What does James think?
> > But almost none of MNS is applicable to Schematron, so I think it
> > is a worthwhile question to ask if there is some other way to reformulate
> > it (in particular, using XPaths) which may make it more general.
>
> Now, I understand your concern. It would be helpful if you show why MNS
> or the Part 4 CD cannot play with Schematron. I think that no mechanisms
> in MNS or Part4 CD are closely related with RELAX NG and that they can
> play with Schematron very well. I may be mistaken, since my understanding
> of Schematron is limited. But I would like to see clear reasons that
> MNS does not play with Schematron.
It is not that it cannot play, it is just that it is probably irrelevant, because it
does not offer much expressive power that I can see. So I suspect Part 4
should be more RELAX-specific, or specify configurations to be sent to validators
to select the view they use, or provide the kinds of things in Namespace
Switchboard more.
Schematron uses the context mechanism to select which elements to
validate. So a prior mechanism of candidate selection is not strictly
needed. Schematron allows paths in contexts, so the mode mechansim
is not strictly needed. Schematron has never made any assumption
of 1 schema per namespace (in fact, I have always found this assumption
to be perverse), so an extra mechanism to select schemas based on
namespaces is not strictly needed either.
So, from that POV, the need for being able to select candidates
to validate is to promote efficiency and to be able to abort
before expensive further validation passes are attempted.

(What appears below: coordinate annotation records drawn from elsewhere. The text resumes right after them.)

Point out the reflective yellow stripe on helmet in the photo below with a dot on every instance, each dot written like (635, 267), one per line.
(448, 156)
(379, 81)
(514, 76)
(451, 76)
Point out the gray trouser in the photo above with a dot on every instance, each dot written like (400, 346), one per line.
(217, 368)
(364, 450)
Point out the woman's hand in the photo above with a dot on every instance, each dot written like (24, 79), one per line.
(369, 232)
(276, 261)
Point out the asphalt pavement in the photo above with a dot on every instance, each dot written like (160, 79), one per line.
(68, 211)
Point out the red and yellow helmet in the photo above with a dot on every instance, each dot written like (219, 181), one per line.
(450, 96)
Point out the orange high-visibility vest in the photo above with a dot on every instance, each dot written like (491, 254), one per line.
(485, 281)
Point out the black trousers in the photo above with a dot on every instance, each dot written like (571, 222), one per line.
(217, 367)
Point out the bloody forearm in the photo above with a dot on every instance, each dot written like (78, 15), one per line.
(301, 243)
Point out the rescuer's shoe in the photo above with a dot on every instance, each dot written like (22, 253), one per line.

Furthermore, assuming that Schematron schemas are used as the "second line
of defense" after RELAX NG, I have a feeling that the kinds of constraints
that Schematron schemas would be used for would tend to be
those that are left over *after* Part 2+Part 4 validation occurs.
I expect Schematron would be used for constraints which require
random access and document scope, such as looking for //*[@id];
divide-and-conquer is obviously not appropriate for that.